Measuring national rates of emergency department (ED) visits for adverse events from medications requires using two data sources. Stable annual national estimates of ED visits for adverse events due to specific medications may be calculated using NEISS-CADES, but NEISS-CADES does not collect prescribing data. N(H)AMCS data can be used to calculate national estimates of medication prescribing, but N(H)AMCS data are not robust enough to calculate stable annual estimates of ED visits for adverse events to specific medications.

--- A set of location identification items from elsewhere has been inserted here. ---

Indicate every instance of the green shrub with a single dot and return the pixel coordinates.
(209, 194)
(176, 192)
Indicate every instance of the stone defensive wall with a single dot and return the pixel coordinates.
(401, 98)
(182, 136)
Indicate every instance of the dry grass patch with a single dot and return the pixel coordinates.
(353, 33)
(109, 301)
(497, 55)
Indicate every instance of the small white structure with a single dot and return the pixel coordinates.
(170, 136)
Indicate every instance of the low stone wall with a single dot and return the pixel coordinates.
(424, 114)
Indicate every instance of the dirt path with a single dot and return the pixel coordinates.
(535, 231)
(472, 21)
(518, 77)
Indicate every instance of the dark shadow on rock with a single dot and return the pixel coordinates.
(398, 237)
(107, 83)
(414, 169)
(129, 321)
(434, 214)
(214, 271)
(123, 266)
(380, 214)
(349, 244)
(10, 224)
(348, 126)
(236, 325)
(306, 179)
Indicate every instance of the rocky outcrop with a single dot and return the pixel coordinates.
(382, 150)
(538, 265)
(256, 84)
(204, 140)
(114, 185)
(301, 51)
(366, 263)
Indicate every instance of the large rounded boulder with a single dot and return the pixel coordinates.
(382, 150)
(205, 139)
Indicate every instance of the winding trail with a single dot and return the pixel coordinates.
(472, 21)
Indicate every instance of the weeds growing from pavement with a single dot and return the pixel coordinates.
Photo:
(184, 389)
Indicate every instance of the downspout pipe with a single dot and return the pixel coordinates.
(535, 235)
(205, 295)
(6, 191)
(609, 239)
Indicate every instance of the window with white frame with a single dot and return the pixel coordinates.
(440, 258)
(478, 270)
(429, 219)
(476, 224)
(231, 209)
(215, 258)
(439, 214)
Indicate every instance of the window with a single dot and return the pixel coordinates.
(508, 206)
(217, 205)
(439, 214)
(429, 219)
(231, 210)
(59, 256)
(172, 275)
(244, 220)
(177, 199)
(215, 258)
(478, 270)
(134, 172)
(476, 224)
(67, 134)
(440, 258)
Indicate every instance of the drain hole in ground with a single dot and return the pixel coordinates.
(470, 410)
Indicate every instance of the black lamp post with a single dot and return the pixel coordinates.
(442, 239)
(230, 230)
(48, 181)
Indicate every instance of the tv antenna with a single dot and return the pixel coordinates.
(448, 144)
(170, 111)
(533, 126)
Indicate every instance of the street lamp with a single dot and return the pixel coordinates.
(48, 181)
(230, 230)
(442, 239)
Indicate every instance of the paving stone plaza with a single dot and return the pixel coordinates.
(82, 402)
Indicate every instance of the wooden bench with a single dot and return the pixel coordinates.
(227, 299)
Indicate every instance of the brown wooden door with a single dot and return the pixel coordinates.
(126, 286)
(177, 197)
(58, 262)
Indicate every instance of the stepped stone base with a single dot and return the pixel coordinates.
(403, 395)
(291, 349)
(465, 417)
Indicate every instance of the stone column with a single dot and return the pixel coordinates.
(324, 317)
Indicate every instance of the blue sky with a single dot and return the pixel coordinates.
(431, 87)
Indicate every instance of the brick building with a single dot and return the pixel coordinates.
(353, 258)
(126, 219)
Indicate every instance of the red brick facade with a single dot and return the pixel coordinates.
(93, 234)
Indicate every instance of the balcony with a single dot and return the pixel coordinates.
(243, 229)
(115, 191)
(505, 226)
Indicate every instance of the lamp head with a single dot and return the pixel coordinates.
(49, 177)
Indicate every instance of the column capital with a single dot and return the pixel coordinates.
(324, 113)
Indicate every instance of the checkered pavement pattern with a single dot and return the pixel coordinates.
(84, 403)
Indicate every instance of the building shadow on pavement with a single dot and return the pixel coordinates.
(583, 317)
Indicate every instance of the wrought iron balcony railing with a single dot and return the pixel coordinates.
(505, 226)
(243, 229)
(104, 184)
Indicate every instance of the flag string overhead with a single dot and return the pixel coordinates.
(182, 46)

To calculate the numerator: The cause/mechanism of each adverse drug event visit is coded as allergic reaction, side-effect or overdose. Only ED visits due to overdoses are included in the numerator. In addition, up to two drugs may be implicated in the adverse event. If a narrow-therapeutic-index medication (digoxin, phenytoin, carbemazepine, divalproex, lithium) appears as an implicated drug, the associated ED visit is included in the numerator. To calculate the denominator: Up to eight drugs may be identified as prescribed or continued during the outpatient visit. If a narrow-therapeutic-index medication (digoxin, phenytoin, carbemazepine, divalproex, lithium) appears as a prescribed or continued drug, the associated outpatient visit is included in the denominator.

Revision History

Any change to the objective text, baseline, target, target-setting method or data source since the Healthy People 2020 launch.

Description of Changes Since the Healthy People 2020 Launch

The original baseline was revised from 9.2 to 8.9 due to a change in the baseline year from 2007 to 2006-2007. The target was adjusted from 8.3 to 8.0 to reflect the revised baseline using the original target-setting method.

References

Additional resources about the objective.

  1. Budnitz DS, Pollock DA, Weidenbach KN, Mendelsohn AB, Schroeder TJ, Annest JL. National surveillance of emergency department visits for outpatient adverse drug events. JAMA 2006;296:1858-66.
  2. Budnitz DS, Shehab N, Kegler SR, Richards CL. Emergency department visits for adverse drug events in older adults: the contribution of potentially inappropriate medication use. Ann Intern Med 2007;147:755-765.
  3. Jhung MA, Budnitz DS, Mendelsohn AB, Weidenbach KN, Nelson TD, Pollock DA. Evaluation and overview of the National Electronic Injury Surveillance System-Cooperative Adverse Drug Event Surveillance project (NEISS-CADES). Medical Care 2007;45 (suppl 2):S96-S102.